Stroke: facts, figures and trends
- Stroke is due to loss of blood supply to brain cells. This affects the body which are controlled by these brain cells. A TIA (Transient Ischaemic Attack) or a ‘mini stroke’ occurs when a temporary loss of blood supply affects the brain cells and parts of body temporarily for less than 24 hours
- The most important modifiable risk factors are high blood pressure and atrial fibrillation and other factors associated with them. These are high blood cholesterol levels, diabetes, smoking (active and passive), heavy alcohol consumption and drug use, lack of physical activity, obesity and unhealthy diet.
- Strokes can have a devastating and often lasting impact on the lives of people experiencing them and their families. It is the single largest cause of adult disability in England.
- A third of people who have a stroke are left with long-term disabilities. The effects can include aphasia, physical disability, loss of cognitive and communication skills (e.g. leading to aphasia), depression and other mental health problems. Stroke survivors may have difficulty with everyday tasks.

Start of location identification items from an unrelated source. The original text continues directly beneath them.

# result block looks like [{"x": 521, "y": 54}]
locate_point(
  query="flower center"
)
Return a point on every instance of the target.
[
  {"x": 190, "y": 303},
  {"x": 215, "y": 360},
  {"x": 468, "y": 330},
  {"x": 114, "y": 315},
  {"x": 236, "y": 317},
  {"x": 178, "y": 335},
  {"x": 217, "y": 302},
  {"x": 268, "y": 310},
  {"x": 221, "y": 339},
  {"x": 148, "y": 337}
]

This can lead to feeling alone and disconnected from family, friends and the wider community, and to a loss of self-esteem, where the person feels unable or unwilling to do things for themselves.
- Social support is an important part of stroke recovery.
- In 2015/16, the observed prevalence of stroke was 4,420 (1.5%) in Central Bedfordshire and 7,035 (1.5%) in Bedfordshire CCG; Central Bedfordshire had a lower rate compared to England (1.7%)
Diagnosis and management
Figure 4 shows the diagnosis and management for Central Bedfordshire, Bedfordshire CCG, Best 5 of 10 similar CCGs and England. Central Bedfordshire’s indicators were below the rate of the Best 5 of 10 similar CCGs.
Figure 4: Diagnosis & management for stroke & TIA, 2014/15 unless otherwise specified. Source: QOF, 2014/15 unless otherwise specified, Commissioning for Value, May 2016
In 2014/15 the admission rate for stroke in NHS Bedfordshire CCG was 133.6 per 100,000 (505 admissions). This is significantly lower than England (171.9). The admission rate for strokes in the CCG decreased by 12.5% between 2004/05 and 2014/15.
81.4% of BCCG’s patients spent 90% of their time following admission on the stroke unit (2014/15). This was statistically significantly, p5 lower than the Best 5 of 10 similar CCGs (86.3%).
Ambulance response times are very important for acute stroke patients as prognosis is party dependent on the time to start treatment.
The premature mortality rate due to stroke in Bedfordshire CCG was 10.5 per 100,000 in the three-year period 2012-2014. The early mortality rate, p6 is significantly lower than England (13.8).